Bed Bath & Beyond is failing fast
Bed Bath & Beyond is losing shoppers and money at a rapid clip, and the company will need to quickly reverse course to avoid bankruptcy.
The struggling chain announced Thursday that sales at stores open for at least a year plunged 26% during its latest quarter ending August 27. The company also lost $366 million in that period and profits fell as the chain discounted merchandise to clear shelves.
Bed Bath & Beyond shares were down 3% in early trading Thursday. The stock has lost more than half its value this year.
“Our overall results are not acceptable nor demonstrative of our potential,” Sue Gove, the retailer’s interim CEO, said on an earnings call Thursday. Gove replaced previous CEO Mark Tritton in June.
Sales dropped last quarter because Bed Bath & Beyond has been offering too much merchandise that customers don’t want and was out of stock on items in higher demand, according to the company.
Bed Bath & Beyond is adjusting its inventory by eliminating one-third of its own brands and adding well-known brands and new direct-to-consumer brands back into the mix.

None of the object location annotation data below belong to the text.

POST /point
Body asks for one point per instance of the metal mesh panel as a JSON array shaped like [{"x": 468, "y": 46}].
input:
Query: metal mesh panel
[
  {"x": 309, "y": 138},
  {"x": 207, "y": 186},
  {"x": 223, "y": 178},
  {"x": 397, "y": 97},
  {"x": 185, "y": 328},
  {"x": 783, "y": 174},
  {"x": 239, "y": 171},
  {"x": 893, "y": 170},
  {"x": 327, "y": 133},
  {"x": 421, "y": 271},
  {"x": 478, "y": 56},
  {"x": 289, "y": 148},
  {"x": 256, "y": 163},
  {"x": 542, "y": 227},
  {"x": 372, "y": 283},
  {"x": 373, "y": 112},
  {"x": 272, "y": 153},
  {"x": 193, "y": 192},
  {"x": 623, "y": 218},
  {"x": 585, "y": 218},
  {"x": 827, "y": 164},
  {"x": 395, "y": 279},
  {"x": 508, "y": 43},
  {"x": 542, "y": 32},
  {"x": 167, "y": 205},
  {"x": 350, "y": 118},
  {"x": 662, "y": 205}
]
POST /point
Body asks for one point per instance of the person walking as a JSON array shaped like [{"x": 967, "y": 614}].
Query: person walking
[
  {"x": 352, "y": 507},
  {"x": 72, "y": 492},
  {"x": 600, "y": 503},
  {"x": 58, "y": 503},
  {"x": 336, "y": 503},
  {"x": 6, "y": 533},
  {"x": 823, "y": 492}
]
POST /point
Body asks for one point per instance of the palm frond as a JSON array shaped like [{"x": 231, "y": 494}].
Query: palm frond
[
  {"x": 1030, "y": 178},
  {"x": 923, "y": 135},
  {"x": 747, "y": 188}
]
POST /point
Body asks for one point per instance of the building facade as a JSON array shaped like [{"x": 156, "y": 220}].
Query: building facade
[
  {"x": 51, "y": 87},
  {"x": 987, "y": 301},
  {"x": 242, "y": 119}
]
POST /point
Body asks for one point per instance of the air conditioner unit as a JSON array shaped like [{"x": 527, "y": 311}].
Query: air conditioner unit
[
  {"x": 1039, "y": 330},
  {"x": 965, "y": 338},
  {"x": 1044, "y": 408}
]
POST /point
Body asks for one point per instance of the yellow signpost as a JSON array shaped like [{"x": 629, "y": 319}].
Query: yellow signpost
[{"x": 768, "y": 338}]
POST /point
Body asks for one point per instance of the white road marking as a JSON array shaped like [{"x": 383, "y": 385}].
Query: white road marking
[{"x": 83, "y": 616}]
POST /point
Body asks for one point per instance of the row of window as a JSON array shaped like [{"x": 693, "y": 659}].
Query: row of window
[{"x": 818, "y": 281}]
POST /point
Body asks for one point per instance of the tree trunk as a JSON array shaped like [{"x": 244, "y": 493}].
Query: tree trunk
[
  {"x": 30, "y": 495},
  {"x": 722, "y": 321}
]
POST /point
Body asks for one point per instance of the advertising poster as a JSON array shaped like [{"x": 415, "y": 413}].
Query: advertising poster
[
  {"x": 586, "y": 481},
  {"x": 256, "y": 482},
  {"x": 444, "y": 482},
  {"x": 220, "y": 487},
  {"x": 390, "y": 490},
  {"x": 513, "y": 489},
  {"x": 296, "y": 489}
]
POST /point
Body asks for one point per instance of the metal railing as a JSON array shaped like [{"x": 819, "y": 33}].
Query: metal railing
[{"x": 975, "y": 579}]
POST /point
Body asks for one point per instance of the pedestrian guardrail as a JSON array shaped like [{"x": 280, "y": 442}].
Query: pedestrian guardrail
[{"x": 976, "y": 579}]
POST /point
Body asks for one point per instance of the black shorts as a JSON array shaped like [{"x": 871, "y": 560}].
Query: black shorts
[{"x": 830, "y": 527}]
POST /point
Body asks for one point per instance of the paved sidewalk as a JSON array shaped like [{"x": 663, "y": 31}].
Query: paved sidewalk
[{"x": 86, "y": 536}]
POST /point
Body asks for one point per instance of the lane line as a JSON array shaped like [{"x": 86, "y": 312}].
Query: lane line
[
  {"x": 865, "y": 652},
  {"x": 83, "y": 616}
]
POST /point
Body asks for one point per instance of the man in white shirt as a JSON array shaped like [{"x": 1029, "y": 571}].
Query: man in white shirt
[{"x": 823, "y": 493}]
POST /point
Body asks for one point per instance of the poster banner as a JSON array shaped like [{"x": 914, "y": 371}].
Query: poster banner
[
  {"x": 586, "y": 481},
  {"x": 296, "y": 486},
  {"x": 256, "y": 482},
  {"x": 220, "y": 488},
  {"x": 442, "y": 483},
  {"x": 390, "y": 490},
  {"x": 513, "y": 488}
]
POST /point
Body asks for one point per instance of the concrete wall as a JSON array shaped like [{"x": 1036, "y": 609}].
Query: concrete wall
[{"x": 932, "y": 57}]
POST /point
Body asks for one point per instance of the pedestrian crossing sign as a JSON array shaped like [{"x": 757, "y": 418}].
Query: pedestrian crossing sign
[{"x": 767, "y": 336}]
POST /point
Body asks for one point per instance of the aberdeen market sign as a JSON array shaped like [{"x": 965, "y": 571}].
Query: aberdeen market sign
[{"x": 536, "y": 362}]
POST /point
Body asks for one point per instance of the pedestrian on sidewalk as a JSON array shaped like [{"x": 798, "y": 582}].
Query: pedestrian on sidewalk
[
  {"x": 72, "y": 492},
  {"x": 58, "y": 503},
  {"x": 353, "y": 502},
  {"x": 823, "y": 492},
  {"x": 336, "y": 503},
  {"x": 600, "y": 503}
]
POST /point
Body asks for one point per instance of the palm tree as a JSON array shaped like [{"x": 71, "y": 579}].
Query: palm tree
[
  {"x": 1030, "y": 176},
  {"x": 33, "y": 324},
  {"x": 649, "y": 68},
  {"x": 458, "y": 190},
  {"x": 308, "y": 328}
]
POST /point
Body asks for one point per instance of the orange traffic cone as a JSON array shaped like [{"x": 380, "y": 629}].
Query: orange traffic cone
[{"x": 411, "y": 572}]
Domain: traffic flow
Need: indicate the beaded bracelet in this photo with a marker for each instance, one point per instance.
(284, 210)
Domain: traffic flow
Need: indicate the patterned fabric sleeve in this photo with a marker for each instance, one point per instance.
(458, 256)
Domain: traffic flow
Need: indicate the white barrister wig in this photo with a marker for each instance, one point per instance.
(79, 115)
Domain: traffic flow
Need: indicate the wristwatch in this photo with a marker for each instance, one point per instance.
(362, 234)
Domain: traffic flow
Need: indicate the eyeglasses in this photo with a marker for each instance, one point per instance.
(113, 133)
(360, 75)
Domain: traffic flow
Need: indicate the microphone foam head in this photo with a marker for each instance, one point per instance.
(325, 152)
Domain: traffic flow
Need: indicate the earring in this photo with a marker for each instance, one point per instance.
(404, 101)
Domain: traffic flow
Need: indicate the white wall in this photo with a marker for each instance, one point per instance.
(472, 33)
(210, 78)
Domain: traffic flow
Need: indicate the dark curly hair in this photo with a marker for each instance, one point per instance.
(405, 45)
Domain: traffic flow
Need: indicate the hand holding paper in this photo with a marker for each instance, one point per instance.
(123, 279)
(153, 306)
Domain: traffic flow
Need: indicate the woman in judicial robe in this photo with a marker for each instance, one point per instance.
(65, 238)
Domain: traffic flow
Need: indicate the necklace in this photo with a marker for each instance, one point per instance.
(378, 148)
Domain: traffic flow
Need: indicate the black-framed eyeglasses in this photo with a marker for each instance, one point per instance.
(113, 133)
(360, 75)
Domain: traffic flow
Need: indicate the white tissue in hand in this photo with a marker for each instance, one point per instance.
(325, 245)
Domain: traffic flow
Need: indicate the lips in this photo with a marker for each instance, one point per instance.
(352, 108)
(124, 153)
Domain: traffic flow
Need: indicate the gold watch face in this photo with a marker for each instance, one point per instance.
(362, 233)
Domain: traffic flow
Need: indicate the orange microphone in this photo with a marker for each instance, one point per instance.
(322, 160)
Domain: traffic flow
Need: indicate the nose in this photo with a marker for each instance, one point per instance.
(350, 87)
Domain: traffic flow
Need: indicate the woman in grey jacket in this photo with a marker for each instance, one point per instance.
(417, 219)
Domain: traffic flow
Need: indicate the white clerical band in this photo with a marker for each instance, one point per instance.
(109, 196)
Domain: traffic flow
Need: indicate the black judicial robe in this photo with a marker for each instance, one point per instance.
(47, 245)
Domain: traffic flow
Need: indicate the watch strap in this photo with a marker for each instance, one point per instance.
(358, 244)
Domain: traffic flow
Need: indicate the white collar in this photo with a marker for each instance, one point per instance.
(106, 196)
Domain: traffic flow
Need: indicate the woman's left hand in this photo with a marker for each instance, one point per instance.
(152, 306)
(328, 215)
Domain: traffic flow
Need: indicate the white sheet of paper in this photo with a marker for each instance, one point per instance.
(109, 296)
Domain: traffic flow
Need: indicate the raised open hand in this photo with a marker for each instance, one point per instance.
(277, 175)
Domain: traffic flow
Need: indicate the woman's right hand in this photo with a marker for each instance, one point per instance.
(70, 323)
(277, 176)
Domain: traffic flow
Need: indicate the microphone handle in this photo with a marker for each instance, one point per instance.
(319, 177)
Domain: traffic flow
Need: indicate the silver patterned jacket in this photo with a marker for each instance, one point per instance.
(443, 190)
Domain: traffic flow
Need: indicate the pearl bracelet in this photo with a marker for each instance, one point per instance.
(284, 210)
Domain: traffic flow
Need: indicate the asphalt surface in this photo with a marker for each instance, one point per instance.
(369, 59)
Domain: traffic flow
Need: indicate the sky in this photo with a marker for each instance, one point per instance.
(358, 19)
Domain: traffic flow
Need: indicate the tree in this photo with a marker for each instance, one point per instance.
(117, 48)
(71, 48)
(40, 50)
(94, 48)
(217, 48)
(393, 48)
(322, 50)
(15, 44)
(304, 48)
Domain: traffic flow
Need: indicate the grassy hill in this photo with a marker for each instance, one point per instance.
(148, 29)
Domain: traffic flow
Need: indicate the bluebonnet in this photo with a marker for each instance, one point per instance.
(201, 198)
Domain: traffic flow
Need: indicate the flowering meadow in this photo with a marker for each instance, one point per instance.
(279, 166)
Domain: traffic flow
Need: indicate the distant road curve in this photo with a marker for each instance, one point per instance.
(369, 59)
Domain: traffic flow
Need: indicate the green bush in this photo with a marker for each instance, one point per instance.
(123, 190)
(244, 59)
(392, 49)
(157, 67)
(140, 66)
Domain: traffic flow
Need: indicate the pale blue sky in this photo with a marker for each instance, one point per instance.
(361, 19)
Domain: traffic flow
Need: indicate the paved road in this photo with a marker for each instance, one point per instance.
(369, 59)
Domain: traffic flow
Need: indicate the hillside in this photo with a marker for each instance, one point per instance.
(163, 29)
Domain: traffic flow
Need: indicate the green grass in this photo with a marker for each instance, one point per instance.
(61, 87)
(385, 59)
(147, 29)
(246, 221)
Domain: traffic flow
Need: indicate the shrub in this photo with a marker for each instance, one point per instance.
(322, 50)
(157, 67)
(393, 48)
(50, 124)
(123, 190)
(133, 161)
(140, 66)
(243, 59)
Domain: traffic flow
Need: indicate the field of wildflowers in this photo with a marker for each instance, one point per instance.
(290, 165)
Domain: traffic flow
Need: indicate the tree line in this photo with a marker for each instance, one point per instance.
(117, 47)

This is a reversal from a previous push, implemented under Tritton, to stock more of the retailer’s own brands. That strategy was successful at Target, but it turned off brand-loyal customers at Bed Bath & Beyond who wanted big-name brands.
“Over the summer, we jump-started the rebalancing of our inventory away from owned brands and resolving the broken stock across our national brands,” Gove said Thursday.
The company has announced other strategies to try to win back shoppers, including a new rewards program, improved mobile app and new visual displays in stores.
“Our customers are anxious to get back in our stores,” Gove said. “They want variety, they want value and they want coupons.”
Last month, Bed Bath & Beyond also announced it will close 150 stores and secured $500 million in new financing to help pay suppliers and finance other expenses.
Analysts say it may be too late for Bed Bath & Beyond to right itself and remain competitive with such larger retailers as Amazon and Target.
“Bed Bath & Beyond was slow to change with the evolving environment. They were too concerned around not trying to jeopardize the cash cow of stores,” said Michael Lasser, a retail analyst at UBS.
The company’s famous blue coupons also proved less effective as online shopping became more popular and customers could easily compare prices.
Target, Walmart, Costco and other chains stand to benefit even more from Bed Bath & Beyond’s challenges and store closures. Around 79% of Bed Bath & Beyond stores are within a 10 minute drive of a Walmart and 77% of stores have a Target within 10 minutes, Lasser said.